Le bilan jusqu'ici n'est pas spécialement enthousiasmant. Jusqu'ici rien n'est proprement mauvais mais peu de morceaux sortent vraiment du lot et on commence à se dire que le Miracle ne s'est pas produit. Mais c'est parce-que le 10e morceau n'est pas encore arrivé.
"Was it All Worth" it clôt l'album (sur sa version sans extra tracks) d'une formidable façon. Une mélodie simple comme une comptine jouée sur un synthé aux faux airs de boîte à musique ouvre le morceau avant de se muer en riff hard rock bien assumé. Le groupe dresse dans cette chanson un bilan mitigé sur son aventure, entre désir de revanche, résignation et finalement acceptation et fierté de son accomplissement. Queen retrouve sa fougue dans ce morceau acide à la nervosité contenue trouvant son point d'orgue lors d'un pont instrumental grandiloquent, mêlant envolées aux accents wagnériens, musique de péplum et comédie. A n'en pas douter nous sommes là face à un rejeton perdu de "Bohemian Rhapsody", le genre de rejeton dont on peut être fier. Le groupe ranime la flamme avec ce morceau qui, en regardant en arrière, préfigure également son avenir avec "Innuendo". Il s'agit enfin du Miracle, ça aura littéralement valu la peine de patienter jusque là. Freddie Mercury voyait d'ailleurs cette chanson comme un chant du cygne, peu certain de pouvoir enregistrer un nouvel album avant que sa maladie ne l'emporte.
Selon les versions, sont à ajouter l'agréable "Hang on in There", morceau assez rock également qui constitue une belle conclusion à l'album et l'amusant "Chinese Torture", instrumental de Brian May anecdotique mais bien plus sympathique que ses inévitables "guitar solo" sur les albums live. Enfin une version "extended" de "Invisible Man" vient nous rappeler combien cette chanson est pénible.

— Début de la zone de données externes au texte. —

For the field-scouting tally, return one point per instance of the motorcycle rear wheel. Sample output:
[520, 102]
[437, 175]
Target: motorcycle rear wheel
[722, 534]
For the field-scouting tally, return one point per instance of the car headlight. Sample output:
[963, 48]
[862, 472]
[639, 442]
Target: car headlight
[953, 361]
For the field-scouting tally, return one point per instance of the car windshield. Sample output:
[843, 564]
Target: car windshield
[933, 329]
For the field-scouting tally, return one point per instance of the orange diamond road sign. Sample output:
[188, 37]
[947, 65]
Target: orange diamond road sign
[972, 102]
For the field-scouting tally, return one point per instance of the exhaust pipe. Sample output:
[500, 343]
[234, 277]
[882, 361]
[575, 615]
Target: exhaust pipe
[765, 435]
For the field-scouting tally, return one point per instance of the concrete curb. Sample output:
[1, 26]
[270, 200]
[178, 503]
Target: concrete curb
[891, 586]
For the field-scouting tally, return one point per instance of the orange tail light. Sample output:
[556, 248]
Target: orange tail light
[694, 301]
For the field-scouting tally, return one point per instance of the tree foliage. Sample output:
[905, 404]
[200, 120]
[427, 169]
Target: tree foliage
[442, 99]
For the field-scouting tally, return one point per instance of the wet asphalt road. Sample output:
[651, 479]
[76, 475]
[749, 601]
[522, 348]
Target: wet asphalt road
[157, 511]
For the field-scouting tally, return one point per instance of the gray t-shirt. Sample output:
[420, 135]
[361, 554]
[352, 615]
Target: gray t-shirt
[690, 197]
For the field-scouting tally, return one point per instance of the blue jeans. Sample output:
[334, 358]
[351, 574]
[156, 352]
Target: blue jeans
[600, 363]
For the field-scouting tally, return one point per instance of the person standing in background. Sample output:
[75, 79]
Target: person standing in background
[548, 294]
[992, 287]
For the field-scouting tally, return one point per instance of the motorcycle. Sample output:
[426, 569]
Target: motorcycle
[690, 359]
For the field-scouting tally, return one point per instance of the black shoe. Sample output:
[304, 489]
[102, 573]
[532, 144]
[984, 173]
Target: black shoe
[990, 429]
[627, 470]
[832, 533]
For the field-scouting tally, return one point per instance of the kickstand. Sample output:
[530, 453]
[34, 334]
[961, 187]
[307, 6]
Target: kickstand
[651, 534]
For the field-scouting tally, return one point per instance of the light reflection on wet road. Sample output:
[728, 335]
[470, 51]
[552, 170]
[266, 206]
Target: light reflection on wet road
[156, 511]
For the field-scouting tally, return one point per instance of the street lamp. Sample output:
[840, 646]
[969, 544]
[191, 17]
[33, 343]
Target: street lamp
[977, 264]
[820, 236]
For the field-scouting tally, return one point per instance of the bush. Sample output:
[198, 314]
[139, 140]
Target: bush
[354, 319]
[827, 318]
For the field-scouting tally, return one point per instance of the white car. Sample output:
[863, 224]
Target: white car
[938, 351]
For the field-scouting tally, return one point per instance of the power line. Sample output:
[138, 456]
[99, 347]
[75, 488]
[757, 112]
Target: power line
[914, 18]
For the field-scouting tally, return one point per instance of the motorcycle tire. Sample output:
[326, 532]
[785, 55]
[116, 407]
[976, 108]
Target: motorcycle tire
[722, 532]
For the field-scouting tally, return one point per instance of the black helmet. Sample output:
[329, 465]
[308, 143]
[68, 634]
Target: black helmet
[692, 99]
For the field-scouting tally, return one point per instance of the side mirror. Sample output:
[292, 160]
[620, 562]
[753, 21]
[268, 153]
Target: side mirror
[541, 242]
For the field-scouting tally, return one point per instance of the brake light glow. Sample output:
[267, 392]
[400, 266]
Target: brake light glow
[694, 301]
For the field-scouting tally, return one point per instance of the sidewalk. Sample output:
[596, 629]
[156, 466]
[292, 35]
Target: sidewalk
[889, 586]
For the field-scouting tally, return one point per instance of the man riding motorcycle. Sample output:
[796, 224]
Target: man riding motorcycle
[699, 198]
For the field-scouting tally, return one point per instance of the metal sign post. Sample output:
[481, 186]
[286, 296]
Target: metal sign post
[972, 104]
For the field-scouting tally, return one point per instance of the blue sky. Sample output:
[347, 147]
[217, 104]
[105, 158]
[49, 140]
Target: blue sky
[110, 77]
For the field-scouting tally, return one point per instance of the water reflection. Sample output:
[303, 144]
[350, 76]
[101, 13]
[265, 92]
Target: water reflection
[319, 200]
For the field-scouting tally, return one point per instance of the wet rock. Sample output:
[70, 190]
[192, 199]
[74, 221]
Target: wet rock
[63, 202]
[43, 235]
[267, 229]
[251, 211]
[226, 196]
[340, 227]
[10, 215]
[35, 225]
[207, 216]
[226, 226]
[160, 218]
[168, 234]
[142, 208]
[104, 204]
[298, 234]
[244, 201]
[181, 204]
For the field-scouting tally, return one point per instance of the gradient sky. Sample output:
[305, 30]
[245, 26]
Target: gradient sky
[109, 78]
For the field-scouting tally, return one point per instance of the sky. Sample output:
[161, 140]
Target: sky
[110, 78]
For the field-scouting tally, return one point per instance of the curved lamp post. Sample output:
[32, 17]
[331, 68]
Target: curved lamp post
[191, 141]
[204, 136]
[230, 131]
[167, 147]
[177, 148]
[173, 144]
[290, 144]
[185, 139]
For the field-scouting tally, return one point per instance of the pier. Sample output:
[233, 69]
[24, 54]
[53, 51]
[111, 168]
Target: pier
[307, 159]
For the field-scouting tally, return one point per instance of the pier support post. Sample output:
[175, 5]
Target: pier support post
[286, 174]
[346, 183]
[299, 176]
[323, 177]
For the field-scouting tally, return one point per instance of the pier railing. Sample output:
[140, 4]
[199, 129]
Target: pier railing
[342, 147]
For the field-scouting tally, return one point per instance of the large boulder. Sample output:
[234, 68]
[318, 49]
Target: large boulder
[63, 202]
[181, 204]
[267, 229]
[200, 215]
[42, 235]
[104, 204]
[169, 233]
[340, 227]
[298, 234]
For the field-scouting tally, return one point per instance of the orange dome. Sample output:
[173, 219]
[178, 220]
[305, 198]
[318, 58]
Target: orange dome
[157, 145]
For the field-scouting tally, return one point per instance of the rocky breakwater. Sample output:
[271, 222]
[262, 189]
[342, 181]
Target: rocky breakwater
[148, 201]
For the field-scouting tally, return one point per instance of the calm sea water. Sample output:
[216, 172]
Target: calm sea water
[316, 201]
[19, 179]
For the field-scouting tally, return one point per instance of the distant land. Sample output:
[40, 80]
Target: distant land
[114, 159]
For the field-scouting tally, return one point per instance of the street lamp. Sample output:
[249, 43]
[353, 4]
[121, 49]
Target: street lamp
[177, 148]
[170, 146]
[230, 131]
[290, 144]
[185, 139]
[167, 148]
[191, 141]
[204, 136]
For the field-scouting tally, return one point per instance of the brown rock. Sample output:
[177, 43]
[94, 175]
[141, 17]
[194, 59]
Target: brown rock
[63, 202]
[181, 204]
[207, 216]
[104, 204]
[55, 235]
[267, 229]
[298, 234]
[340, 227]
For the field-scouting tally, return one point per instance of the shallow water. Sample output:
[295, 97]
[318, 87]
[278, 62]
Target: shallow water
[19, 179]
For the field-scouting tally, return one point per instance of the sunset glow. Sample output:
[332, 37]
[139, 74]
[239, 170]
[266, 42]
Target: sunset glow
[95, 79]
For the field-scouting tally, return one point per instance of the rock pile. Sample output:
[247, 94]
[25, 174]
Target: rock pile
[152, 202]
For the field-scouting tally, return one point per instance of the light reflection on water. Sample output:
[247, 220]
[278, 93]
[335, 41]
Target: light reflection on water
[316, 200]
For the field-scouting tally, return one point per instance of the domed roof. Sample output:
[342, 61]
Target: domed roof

Au final, "The Miracle" est un peu embarassant à critiquer. Ses morceaux réussis le sont vraiment beaucoup mais peu nombreux. Rien à part "Invisible Man" n'est vraiment horrible mais c'est quand même un peu juste avec un titre si ambitieux. Heureusement, et c'est ce qui justifie ma note, le sentiment qui reste après l'écoute de cet album est celui d'un album très agréable, ses meilleures compositions tirent finalement le reste vers le haut, "Was it All Worth it" est une merveille et avec "I Want it All" ou même "Breakthru", elle permet à The Miracle de trouver une place particulière dans la discographie du groupe, laissant présager le meilleur pour l'avenir. Hélas "The Miracle" est aussi l'album pendant lequel la maladie de Freddie Mercury se déclarera, lui laissant désormais peu de temps pour poursuivre son oeuvre.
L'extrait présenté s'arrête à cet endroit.